Tuesday, August 09, 2005

This is the end my friend

In Apocalypse Now, you know things are coming to a conclusion with the droning soundtrack of The Doors droning on. In the case of Britain's North Sea oil fields we are well up the river past the Play Boy bunnies and into the heart of darkness. Production had peaked a while ago and Britain is now a net importer of crude oil and natural gas. However the departure from UK oil productionof Kerr McGee, one of the North Sea's pioneers and a stalwart in UK oil production for the past 30 years gave the signal to many that The Doors were droning through the speakers and Colonel Kurtz would soon be dead.

Pioneer producers are expected to move on to new offshore fields in the Far East, the Canadian oil sands and deep offshore fields in the Gulf of Mexico, leaving behind the oil industry hyenas like Apache or Talisman who specialise in getting the maximum financial return out of mature / declining field yields, feeding on the morsels left behind.

Every food chain needs its hyenas, but there is the fear of who is going to pay the bill for the environmental repair when the well is spent?

Kerr McGee's departure was in part triggered by Carl Icahn the infamous 'greenmailer' who specialised in hostile takeover bids to improve shareholder value and is often associated with the junk bond funded excesses of the 1980s along with his peers including the likes of Ivan Boesky and Michael Milken.

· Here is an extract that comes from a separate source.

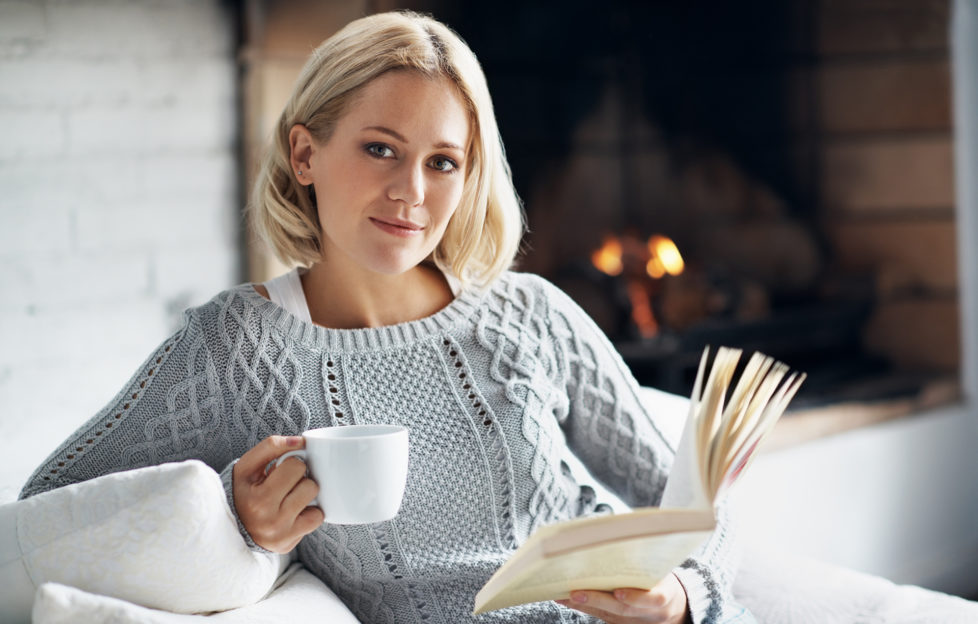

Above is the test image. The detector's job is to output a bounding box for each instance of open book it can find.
[474,347,805,614]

Kerr McGee bought Icahn off, benefiting none of the other shareholders and turning their own stock to junk status. In order to reduce its debt exposure a departure from the UK was required.

The name Kerr McGee has a solidity about it that traditional US oil industry companies had like Kellogg, the Hughes Tool Company, the Hamilton Brothers Petrolite or ARCO. Their logotype and design reflecting solidity like a Paul Rand design. The kind of solidity that John Wayne portrayed on screen as Chance Buckman of the Buckman Company, 'Oil Well Fire and Blowout Specialists' in The Hellfighters. The machismo, silver suits and fire of this film when I was a kid inspired me to work in the oil industry. Weedy names and insipid logos like Beyond Petroleum wouldn't have attracted me to the industry and represent a business where the vitality is now largely dissapated.